As the Washington Post reported, a team of researchers at Johns Hopkins University recently succeeded in cracking Apple's iMessage encryption, gaining access to the photos and videos sent by iPhones using dated operating systems. It's bad news for anyone who puts off installing Apple's all-too-frequent software updates.

Read more: Edward Snowden Just Called Bullshit on the FBI's Claims It Can't Hack into an iPhone

"Apple works hard to make our software more secure with every release," a statement from the company read, according to the Post. "We appreciate the team of researchers that identified this bug and brought it to our attention so we could patch the vulnerability."

Which is precisely what the company hopes to do with the release of its iOS 9.3 on Monday. But Matthew D. Green, a professor of computer science at Hopkins and the team leader, noticed the possible security hole in 2015. He broached the subject with Apple, which apparently didn't act on the tip, so Green did, assembling graduate students to help him break iMessage code. 

Matthias Schrader/AP

Green and his researchers simulated an Apple server, and targeted an encrypted transmission in iCloud that contained a photo link. The investigators were able to grab both the links and their respective 64-digit  encryption codes, cracking them through slow and methodical guess work. They won't be releasing a paper on their findings until after Apple issues the patch, but as the Post reported, older operating systems were particularly vulnerable.

And messages sent from iPhone to iPhone aren't the only ones at risk. Both laptops and iPads have iMessaging capabilities — they're susceptible to hackers, too.

According to the Verge, the implications reach beyond those nude selfies that are so popular with the youths of our day. "Sophisticated nation-state actors" could exploit the glitch, as could authorities embroiled in "active criminal investigations." 

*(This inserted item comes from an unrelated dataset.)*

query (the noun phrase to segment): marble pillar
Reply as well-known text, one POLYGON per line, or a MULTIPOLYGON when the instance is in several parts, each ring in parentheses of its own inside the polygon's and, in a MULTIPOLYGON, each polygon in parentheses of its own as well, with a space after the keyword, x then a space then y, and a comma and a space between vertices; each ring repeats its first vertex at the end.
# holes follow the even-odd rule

That likely does not include the FBI's current effort to force Apple to unlock the iPhone of San Bernardino shooter Syed Rizwan Farook, an issue that has sparked heated debate nationwide. Apple's head of product security and privacy, Eric Neuenschwander, who will appear in court on Tuesday as a witness during the first hearing in the case. 

The Post reported that this hole in Apple's defenses doesn't mean much for Farook's phone, but anyone who has been procrastinating on their software updates should take note.